Johnson On The Biblical Basis For The Covenant Of Works

Although the term “covenant” (berith) is not used in Genesis to designate the original commitment that bound the newly created Adam to his creator, the essential features of later biblical covenants between God the covenant Lord and his people as his servant are visible in Genesis 1–2. Characteristically, divine-human covenants in Scripture are formal, legal, oath-bound commitments to maintain loyalty that are secured by a sanctioning curse, in the event that loyalty should be breached. In later covenants, the curse sanction often was symbolized in the ratification ceremony by the blood or carcasses of sacrificial animals (Gen. 15:7–21; Jer. 34:15–20; Ex. 24:6–8). Although no bloodshed is entailed in the covenantal commitment that God demands of Adam prior to the fall, the Lord of the covenant clearly identifies the curse sanction that should have secured Adam’s persistent loyalty (Gen. 2:17). Later biblical references to Adam as a covenant breaker (Hos. 6:7) and one whose guilt-and death-inflicting disobedience parallels Christ’s righteousness-and life-bestowing obedience (Rom. 5; 1 Cor. 15) confirm identifying the Lord-servant relationship between God and unfallen Adam as a covenant.
… Reformed confessions have good warrant, I believe, for distinguishing God’s covenantal arrangement with unfallen Adam as a “covenant of works,” in which the avoidance of curse and implied reception of blessing were directly contingent on Adam’s personal unswerving obedience, from God’s later covenants, all of which are administrations of an overarching “covenant of grace” which God has established with his sinful people. In each expression of the covenant of grace, God has bound himself to bestow blessing on people who have broken his covenant and violated his commands, on the basis of a Surrogate’s covenant keeping, which God graciously imputes to them despite their infidelity. The typological link that Paul draws between Adam and Christ in Romans 5 presupposes that each exercises the office of a covenantal representative whose fidelity or failure in covenantal commitments effects the blessing or cursing of those on whose behalf he acts.
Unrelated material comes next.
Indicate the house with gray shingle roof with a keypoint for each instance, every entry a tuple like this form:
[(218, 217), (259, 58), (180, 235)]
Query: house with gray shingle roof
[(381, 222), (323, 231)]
Of course, the apostle cannot leave the impression that performance of the covenant heads of the old humanity and the new humanity are merely parallel structures, even though they share the common feature of covenantal representation: “But the free gift is not like the trespass. For if many died through one man’s trespass, much more have the grace of God and the free gift by the grace of that one man Jesus Christ abounded for many” (Rom. 5:15, emphasis added). Christ excels Adam not only because he obeyed where Adam rebelled, but also because the vindication and blessing of eschatological life that Jesus’ fidelity justly deserves are bestowed on believers as a free gift of grace.

Dennis Johnson | Him We Proclaim: Preaching Christ from All the Scriptures, ed. John J. Hughes (Phillipsburg, NJ: P&R Publishing, 2007), 255–256.